If you have questions about anything on this page or about whether treatment might be appropriate for your situation, you are welcome to call the clinic or book a consultation at no obligation.
This page provides clinical information about Migrated Filler: Causes, Signs and Next Steps. It is intended for adults aged 18 and over who are considering cosmetic injectable treatment and want to understand the clinical process, suitability factors, and what to expect from a consultation-based practice. All treatment decisions at Core Aesthetics follow individual assessment, no treatment is offered at a first appointment without a separate consultation. Results vary between individuals and are reviewed at follow-up.
Is this for you?
Consider booking a consultation if
- Adults 18+ who have had filler and are concerned about possible migration
- Those wanting to understand the difference between migration and normal healing
- People considering dissolving existing filler and wanting to understand the process
This may not be for you if
- Anyone under 18
- Those with active infection at the treatment site
- People who have had filler less than two weeks ago (normal swelling may still be resolving)
Suitability is confirmed at consultation. This list is general guidance, not a substitute for clinical assessment.
Frequently asked questions
How is dermal filler different from anti-wrinkle treatment?
anti-wrinkle treatment works by temporarily reducing the activity of specific muscles responsible for expression lines. Dermal filler works by adding structure, volume, or support to a facial area, it does not affect muscle activity. The two treatments address different anatomical concerns. Many treatment plans involve both, depending on individual assessment.
How long does dermal filler last?
Dermal filler longevity varies considerably between individuals and between treatment areas. Denser, structural areas such as the jaw and cheek tend to maintain filler longer than softer, higher movement areas such as the lips. Most people find that filler in a given area lasts between nine months and two or more years. Metabolism, movement patterns, and lifestyle factors all influence longevity. This is reviewed at follow-up appointments.
Is dermal filler reversible?
Hyaluronic acid dermal filler, the type used at Core Aesthetics, is reversible. An enzyme called hyaluronidase can be injected to dissolve the filler if there is a complication, an unsatisfactory result, or if the patient wants to return to their baseline. Reversal is not always instantaneous and may require more than one treatment. Not all filler products are reversible; Corey uses only hyaluronic acid formulations for this reason.
How is suitability for this treatment determined?
Suitability is decided through individual consultation with Corey Anderson, AHPRA registered nurse. Anatomy, medical history, prior treatments and the realistic outcomes of treatment are all reviewed before any decision is made.
What happens if treatment is not appropriate?
If the assessment finds that treatment is not appropriate, that conclusion is part of the consultation outcome. Results vary between individuals, and the consultation may identify reasons to defer, alter, or decline the treatment plan.
Are cosmetic injectables prescription medicines in Australia?
Yes.
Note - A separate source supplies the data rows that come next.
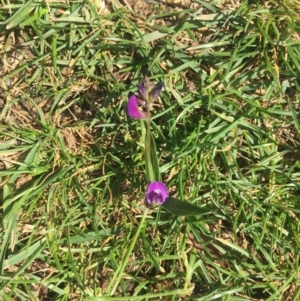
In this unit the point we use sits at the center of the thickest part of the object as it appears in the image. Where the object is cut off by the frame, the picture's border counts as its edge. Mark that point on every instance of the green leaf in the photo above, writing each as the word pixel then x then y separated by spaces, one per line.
pixel 179 207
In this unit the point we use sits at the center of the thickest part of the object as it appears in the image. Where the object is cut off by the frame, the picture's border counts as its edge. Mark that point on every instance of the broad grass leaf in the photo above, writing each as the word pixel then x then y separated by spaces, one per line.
pixel 179 207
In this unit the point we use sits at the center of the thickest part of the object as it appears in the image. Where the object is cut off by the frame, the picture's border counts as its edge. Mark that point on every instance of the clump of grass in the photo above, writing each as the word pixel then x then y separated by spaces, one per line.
pixel 71 168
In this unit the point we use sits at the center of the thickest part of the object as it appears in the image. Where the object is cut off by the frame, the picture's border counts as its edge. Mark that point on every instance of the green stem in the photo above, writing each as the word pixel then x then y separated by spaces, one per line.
pixel 148 146
pixel 119 273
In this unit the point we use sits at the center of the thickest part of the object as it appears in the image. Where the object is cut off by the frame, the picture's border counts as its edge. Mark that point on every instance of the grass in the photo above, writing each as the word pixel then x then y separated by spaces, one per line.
pixel 227 131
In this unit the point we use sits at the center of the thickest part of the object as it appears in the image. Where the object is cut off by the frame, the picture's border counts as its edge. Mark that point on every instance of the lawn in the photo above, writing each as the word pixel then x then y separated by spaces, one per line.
pixel 73 171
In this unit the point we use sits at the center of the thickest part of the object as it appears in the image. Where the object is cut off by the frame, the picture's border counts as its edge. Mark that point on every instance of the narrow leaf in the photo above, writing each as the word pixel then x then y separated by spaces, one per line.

All cosmetic injectables used at Core Aesthetics are prescription medicines in Australia and can only be administered by an AHPRA registered health practitioner following individual clinical assessment.
How long does the consultation take?
A first cosmetic consultation typically takes 30 to 45 minutes and includes anatomy review, medical history, and discussion of realistic outcomes. There is no obligation to proceed with treatment afterwards.
Can I bring questions to the consultation?
Yes. Coming with a list of questions and concerns is encouraged. The consultation is designed to give you accurate information so you can make a considered decision.